1) indeed-- the exultation of the coming of the spring season-- bravo!
2) again the madness/frenzy of ghazal-recitation has become fresh to me

Notes:

haa;N : 'Yes, aye; indeed, verily; by the by, forsooth'. (Platts p.1216)

 

nashaa:t : 'Liveliness, sprightliness, cheerfulness, gladness, glee, joy, pleasure, exultation, triumph'. (Platts p.1139)

 

saudaa : 'The black bile (one of the four humours of the body), atrabilis; melancholy; hypochondria; frenzy, madness, insanity; love; desire, concupiscence; ambition'. (Platts p.695)

Nazm:

Indeed, oh exultation of spring, bravo-- you're beyond words [teraa kyaa kahnaa]! Please just warm me up a bit more, so that I would recite ghazals. (227)

== Nazm page 227

Bekhud Dihlavi:

He says, indeed, oh exultation of the spring season, you're an indescribable marvel [terii kyaa baat hai]! Having seen your gradual arrival, again the madness of ghazal-recitation has come to me afresh. That is, through your help I've become inspired for ghazal-recitation. (285)

Bekhud Mohani:

Oh exultation of the spring season, you're beyond words [teraa kyaa kahnaa]! Please just warm me up a bit more. Again the ardor for ghazal-recitation has been born in me. (401)

Arshi:

Compare {24,6}. (301)

FWP:

SETS == EXCLAMATION; POETRY
MADNESS: {14,3}
SPRINGTIME: {13,2}

The first line is heavily exclamatory, and the commentators generally take it straightforwardly: oh how fine, the spring season has come! The delights of the coming of spring do, after all, form a classic ghazal theme. And yet-- what is that quite unnecessary 'indeed' [haa;N] doing there, if not suggesting some further thoughts, some reservations, some additional depth of discussion or argument? As so often, we have to wait-- under mushairah performance conditions-- for the second line to give us further insight.

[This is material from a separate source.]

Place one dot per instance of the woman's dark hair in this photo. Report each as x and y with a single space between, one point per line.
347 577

And in the second line, the word saudaa works strongly to create an effect that is, if not entirely negative (since madness is the lover's natural domain), certainly no better than ambivalent. A sarcastic reading ('Oh, thanks a lot, springtime-- I really needed that!') readily emerges, and feels richer and more amusing than the straightforward one. But the latter remains quite possible, of course, since the saudaa could be an 'ambition' or 'desire' (see the definition above).

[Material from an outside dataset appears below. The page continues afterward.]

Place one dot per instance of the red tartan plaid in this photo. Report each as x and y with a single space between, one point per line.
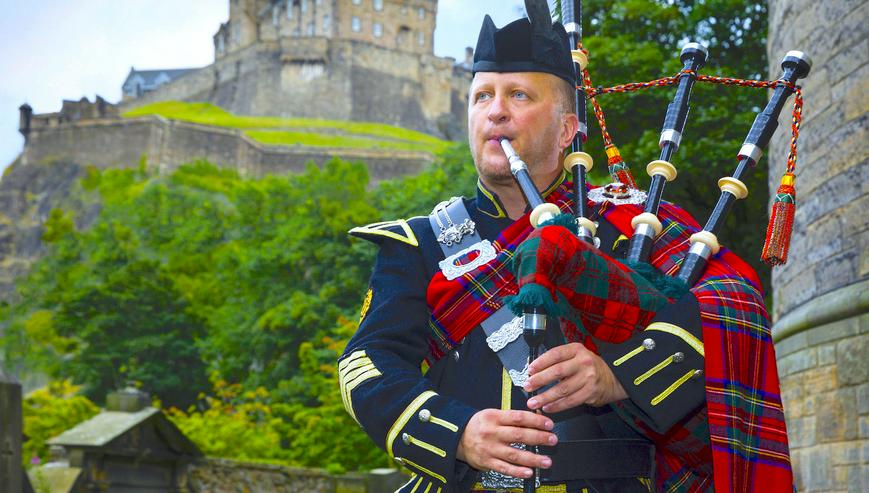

Another possible implication would be that the only thing springtime means to the speaker is a fresh attack of madness, like a seasonal malarial fever. Other people may rhapsodize over the birds and the bees and the flowers and the breezes, but the poet knows only the saudaa , literally the 'black bile', of his art. And what he's forced to, in his fresh creative (?) 'madness', is not even necessarily poetic composition, but only 'recitation'. Is the season calling him back from his apathy, and whipping him arbitrarily into a melancholic frenzy? Think of the beginning of 'The Waste Land': 'April is the cruellest month'.

Compare Mir's more enigmatic reaction to the (possible) coming of spring: M{1579,2}.